I have since recommended this film concept to other teachers and people working in schools as a great starting project for young film-makers. Using the strict concept of a series of hand-offs, the children’s imaginations can fill in the gaps and decide what is inside the briefcase, letting that dictate the ending. For example, a bomb is taken to the headteacher’s office… the film cuts to black and ends with a bang. It’s a really effective way of creating a simple and engaging short film.
The Switch went on to screen at a number of children and young people’s film festivals and there has been much talk among students about a possible a sequel.
Rather than making a film featuring another series of hand-offs, I encouraged the students to make something that showed them once again working together towards a shared goal, and this ultimately led to The Test.
Again I gave them a simple story concept with a beginning, middle and end. It was to be a heist film. A group of students would team together to cheat at a maths test. I then left it to the students to fill in the gaps… and that’s where it got complicated.
The problem was, everybody wanted a part in the film. So we had to adapt the idea and come up with a way creating parts for everybody whilst maintaining a simple structure.
Children’s imaginations can be frighteningly brilliant and if you can control their ideas within a tight structure, the results can be truly amazing. The script became much more ambitious, with fantastic new characters and a richer, more complex storyline. Now we just had to make it.

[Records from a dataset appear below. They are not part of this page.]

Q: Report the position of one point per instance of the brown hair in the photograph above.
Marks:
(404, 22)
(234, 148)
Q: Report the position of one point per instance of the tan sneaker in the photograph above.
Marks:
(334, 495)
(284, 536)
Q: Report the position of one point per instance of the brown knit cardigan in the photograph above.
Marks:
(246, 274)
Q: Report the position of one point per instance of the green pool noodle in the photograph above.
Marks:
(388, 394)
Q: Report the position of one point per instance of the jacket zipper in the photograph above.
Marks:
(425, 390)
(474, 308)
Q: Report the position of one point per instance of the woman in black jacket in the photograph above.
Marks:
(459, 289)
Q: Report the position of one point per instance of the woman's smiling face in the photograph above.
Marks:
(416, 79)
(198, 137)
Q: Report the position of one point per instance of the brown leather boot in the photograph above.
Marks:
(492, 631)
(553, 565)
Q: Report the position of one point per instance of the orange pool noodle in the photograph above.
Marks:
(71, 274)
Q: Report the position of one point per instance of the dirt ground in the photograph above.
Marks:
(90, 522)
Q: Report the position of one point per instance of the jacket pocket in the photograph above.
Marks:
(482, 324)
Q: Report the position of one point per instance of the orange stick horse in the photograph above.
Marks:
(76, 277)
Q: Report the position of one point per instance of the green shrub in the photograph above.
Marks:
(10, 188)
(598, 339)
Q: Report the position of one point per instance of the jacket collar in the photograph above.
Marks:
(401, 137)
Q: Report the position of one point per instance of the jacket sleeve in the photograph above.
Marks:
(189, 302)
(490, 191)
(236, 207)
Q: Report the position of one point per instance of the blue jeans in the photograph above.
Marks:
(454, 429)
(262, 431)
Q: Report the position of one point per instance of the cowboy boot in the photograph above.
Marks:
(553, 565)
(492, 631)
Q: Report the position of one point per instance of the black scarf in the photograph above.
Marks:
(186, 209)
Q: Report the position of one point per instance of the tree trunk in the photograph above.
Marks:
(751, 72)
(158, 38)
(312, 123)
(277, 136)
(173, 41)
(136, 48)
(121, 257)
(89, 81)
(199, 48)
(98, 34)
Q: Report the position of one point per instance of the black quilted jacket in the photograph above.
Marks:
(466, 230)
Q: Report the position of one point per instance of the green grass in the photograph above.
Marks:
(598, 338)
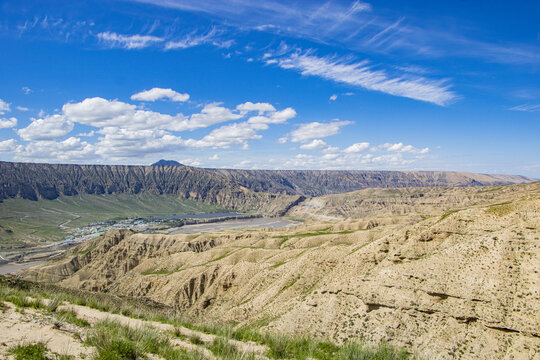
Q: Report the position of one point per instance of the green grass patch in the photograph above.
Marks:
(71, 317)
(35, 222)
(114, 341)
(37, 351)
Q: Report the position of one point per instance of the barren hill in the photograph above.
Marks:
(48, 181)
(230, 188)
(456, 284)
(322, 182)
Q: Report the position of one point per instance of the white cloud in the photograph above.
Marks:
(316, 130)
(363, 75)
(69, 150)
(88, 134)
(125, 132)
(526, 107)
(120, 144)
(6, 123)
(316, 144)
(99, 112)
(8, 146)
(128, 41)
(194, 39)
(158, 93)
(260, 107)
(211, 114)
(401, 148)
(278, 117)
(229, 135)
(357, 148)
(48, 128)
(4, 107)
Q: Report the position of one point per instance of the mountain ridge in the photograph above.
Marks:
(222, 186)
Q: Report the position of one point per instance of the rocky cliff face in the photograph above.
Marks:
(463, 285)
(48, 181)
(321, 182)
(234, 188)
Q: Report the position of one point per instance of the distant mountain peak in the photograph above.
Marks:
(164, 162)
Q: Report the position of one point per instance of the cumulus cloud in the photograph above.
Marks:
(128, 41)
(277, 117)
(400, 147)
(316, 130)
(363, 75)
(123, 131)
(357, 148)
(6, 123)
(4, 107)
(48, 128)
(158, 93)
(69, 150)
(117, 143)
(316, 144)
(260, 107)
(8, 146)
(99, 112)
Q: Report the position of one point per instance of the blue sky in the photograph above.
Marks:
(416, 85)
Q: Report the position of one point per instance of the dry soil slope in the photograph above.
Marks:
(322, 182)
(396, 202)
(464, 285)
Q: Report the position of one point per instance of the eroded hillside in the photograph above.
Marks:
(463, 284)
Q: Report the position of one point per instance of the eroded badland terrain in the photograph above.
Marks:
(442, 272)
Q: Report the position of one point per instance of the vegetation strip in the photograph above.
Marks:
(115, 340)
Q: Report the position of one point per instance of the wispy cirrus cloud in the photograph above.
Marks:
(130, 42)
(196, 39)
(363, 75)
(358, 26)
(526, 107)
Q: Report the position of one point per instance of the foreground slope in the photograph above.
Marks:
(463, 284)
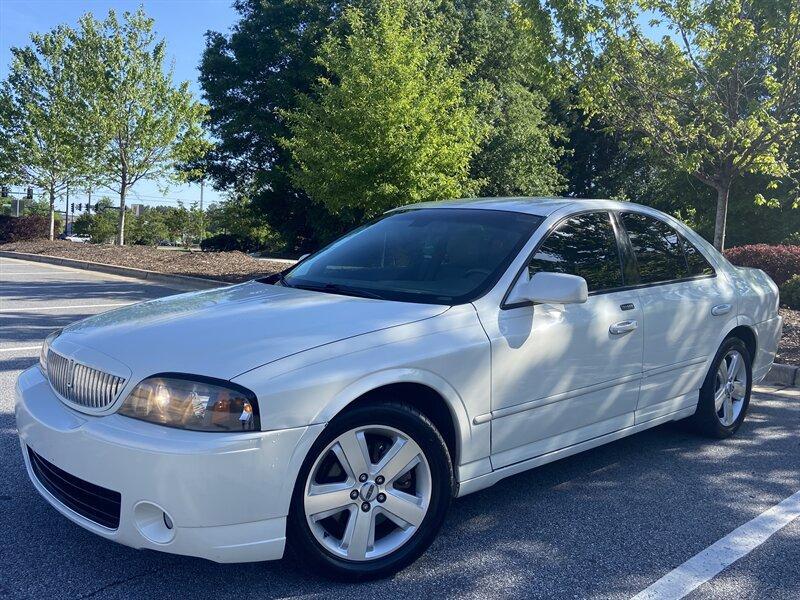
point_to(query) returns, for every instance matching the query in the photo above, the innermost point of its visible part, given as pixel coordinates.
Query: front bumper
(226, 495)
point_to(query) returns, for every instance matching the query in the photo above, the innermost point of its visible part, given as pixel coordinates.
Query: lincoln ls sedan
(336, 408)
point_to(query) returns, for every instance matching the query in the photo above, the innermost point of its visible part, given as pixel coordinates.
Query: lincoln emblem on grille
(70, 371)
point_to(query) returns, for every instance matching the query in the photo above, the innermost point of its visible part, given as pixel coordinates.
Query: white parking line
(707, 564)
(73, 307)
(34, 273)
(20, 349)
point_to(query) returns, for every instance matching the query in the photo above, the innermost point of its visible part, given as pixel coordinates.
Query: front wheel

The Test was entirely filmed by two members of the club who didn’t want to act in the film. Everything was shot with two Canon HV40s. Camera One would shoot a wide shot and Camera Two would shoot a close-up of the same action. Everything was lit with two softbox lighting units.
Time was limited and as there were two students who wanted to operate the camera, the easiest approach was to shoot two cameras simultaneously. This also meant we didn’t have to do repeat takes with the actors who, once the glamour of the film-making process had worn off, soon became bored and distracted. The two cameras offered greater coverage of each scene and helped make the scenes more dynamic when we edited them.
Wales High School film and animation club has since completed a new film called Positive Learning in the Classroom. It’s a tongue-in-cheek information film which explains how fellow students should behave at school. The club plans to enter it into next year’s BIAFF.